Salty finds his way to the dinghy dock, and like most dinghy docks these days, it’s an ocean of rubber. Fifteen years ago, when I had a mooring in Wells Harbor, Maine, I had the only inflatable dinghy. Gradually, over the years, inflatables got so popular that a hard dinghy like Salty is unusual.
Right behind the Town Wharf is “The Inn.” We have delicious homemade chips and dip for an appetizer. I order meatloaf, mashed potatoes and gravy, she the lobster roll. Everything arrives in a flash and the waitress is wicked friendly too. The food is great! I’m definitely comin’ back.

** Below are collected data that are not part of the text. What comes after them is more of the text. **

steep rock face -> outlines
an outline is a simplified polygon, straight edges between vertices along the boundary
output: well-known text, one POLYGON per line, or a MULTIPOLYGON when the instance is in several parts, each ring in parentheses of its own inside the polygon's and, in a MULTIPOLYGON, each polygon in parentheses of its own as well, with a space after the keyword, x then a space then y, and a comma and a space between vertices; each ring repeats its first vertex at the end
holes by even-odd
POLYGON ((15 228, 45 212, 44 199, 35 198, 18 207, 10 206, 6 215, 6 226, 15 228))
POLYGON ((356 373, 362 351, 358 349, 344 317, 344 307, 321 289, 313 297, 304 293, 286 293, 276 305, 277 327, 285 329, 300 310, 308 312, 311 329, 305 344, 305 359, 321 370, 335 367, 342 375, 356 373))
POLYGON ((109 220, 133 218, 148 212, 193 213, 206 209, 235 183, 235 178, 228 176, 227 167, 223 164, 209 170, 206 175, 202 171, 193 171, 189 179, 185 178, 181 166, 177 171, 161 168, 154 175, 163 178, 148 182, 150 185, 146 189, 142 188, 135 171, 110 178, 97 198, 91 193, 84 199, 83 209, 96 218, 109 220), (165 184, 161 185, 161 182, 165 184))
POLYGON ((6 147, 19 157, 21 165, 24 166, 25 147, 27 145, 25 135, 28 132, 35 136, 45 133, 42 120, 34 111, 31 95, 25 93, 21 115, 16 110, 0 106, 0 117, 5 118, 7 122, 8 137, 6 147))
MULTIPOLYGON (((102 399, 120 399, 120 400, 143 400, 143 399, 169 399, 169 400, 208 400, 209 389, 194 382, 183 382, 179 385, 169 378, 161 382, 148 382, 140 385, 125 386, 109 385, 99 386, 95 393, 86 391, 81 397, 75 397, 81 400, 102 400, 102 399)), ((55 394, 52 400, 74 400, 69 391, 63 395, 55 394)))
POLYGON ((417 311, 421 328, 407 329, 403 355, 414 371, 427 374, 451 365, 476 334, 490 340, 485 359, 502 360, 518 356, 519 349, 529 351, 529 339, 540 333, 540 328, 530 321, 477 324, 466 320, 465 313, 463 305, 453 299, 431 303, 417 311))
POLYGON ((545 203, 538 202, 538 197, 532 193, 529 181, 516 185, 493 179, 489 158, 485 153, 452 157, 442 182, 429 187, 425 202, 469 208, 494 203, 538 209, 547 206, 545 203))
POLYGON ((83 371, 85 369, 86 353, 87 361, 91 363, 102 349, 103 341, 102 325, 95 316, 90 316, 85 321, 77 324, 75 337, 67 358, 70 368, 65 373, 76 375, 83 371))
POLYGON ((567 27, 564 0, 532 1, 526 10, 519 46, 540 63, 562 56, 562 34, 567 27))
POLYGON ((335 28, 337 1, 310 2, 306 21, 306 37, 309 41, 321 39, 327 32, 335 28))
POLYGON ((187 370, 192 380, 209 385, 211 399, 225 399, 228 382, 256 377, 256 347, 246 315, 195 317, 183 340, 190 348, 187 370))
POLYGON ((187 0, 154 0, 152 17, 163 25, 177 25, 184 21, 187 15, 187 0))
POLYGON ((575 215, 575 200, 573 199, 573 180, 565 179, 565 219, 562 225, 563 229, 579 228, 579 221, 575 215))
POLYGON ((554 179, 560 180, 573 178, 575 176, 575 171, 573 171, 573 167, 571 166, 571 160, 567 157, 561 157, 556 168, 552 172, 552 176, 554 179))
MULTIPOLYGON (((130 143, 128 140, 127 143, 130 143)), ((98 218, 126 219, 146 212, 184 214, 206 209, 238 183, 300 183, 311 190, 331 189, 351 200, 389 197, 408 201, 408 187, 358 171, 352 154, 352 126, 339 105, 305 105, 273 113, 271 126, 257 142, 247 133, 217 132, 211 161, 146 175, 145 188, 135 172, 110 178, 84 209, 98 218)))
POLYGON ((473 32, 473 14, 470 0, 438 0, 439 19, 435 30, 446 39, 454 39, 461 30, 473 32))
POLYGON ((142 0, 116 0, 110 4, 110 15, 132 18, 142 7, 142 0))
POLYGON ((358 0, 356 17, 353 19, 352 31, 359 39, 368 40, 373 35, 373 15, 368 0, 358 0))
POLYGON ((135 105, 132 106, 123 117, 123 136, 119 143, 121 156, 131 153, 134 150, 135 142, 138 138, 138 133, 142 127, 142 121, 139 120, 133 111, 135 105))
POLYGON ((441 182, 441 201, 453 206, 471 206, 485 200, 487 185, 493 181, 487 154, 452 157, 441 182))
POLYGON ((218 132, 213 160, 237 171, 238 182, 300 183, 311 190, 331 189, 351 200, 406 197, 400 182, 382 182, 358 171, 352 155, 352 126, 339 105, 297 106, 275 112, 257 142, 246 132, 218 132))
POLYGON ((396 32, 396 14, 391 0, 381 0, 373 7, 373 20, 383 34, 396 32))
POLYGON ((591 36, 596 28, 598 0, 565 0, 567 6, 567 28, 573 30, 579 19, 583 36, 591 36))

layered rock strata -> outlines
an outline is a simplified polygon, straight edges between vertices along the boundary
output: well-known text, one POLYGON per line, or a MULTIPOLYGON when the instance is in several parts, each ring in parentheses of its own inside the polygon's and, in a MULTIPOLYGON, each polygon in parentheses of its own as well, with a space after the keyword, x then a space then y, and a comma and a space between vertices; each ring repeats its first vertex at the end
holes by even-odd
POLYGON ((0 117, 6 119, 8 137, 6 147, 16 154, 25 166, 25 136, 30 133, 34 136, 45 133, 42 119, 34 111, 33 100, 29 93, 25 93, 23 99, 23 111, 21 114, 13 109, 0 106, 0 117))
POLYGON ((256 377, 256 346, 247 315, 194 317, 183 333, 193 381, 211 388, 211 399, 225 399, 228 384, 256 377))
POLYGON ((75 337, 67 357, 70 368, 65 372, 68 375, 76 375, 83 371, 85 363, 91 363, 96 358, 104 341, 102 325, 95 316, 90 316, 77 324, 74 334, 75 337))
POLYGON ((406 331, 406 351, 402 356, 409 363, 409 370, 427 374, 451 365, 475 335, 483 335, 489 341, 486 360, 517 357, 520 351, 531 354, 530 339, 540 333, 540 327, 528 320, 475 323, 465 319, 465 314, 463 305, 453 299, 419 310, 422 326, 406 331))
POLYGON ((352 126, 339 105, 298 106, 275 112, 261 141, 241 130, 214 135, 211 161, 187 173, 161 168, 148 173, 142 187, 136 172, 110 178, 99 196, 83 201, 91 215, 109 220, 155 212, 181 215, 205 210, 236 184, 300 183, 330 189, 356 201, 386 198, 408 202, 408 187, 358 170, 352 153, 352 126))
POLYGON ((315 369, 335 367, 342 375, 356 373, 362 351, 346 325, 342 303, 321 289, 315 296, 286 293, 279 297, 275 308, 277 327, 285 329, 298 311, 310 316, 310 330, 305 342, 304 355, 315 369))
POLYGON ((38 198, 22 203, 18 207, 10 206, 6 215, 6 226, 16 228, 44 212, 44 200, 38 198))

We take the long way back to Ginger Lee, slowly motoring with Salty through the large mooring field. We comment on every boat we pass, especially their names. If there is no name, we jokingly refer to it as, “a sad little unloved boat.” Why wouldn’t a person name his boat? I just don’t get it. Sometimes my wife and I will assign a boat a name, usually a descriptive one: Hot Rod Sea Ray (loud exhaust), or Aircraft Carrier (large deck popular with the seagulls), or Four Gullsweep Formula (self-explanatory).
Once, we were hanging out on our own mooring. A couple from a nearby mooring dinghied over to introduce themselves. I asked him the name of his boat and he said it didn’t have one. Imagine how surprised he was to discover that I had taken the liberty of naming his boat for him! I don’t recall how I came up with Affinity, but we’ve been calling it that for years.
The choppy afternoon waters have matured into a calming, early evening ripple. Thankfully, our view now includes Ned Point Light. From our comfy deck chairs we take it all in and reflect on the days event’s. I make a silent wish on the first star that blinks into my consciousness and it comes true immediately. I am right where I want to be.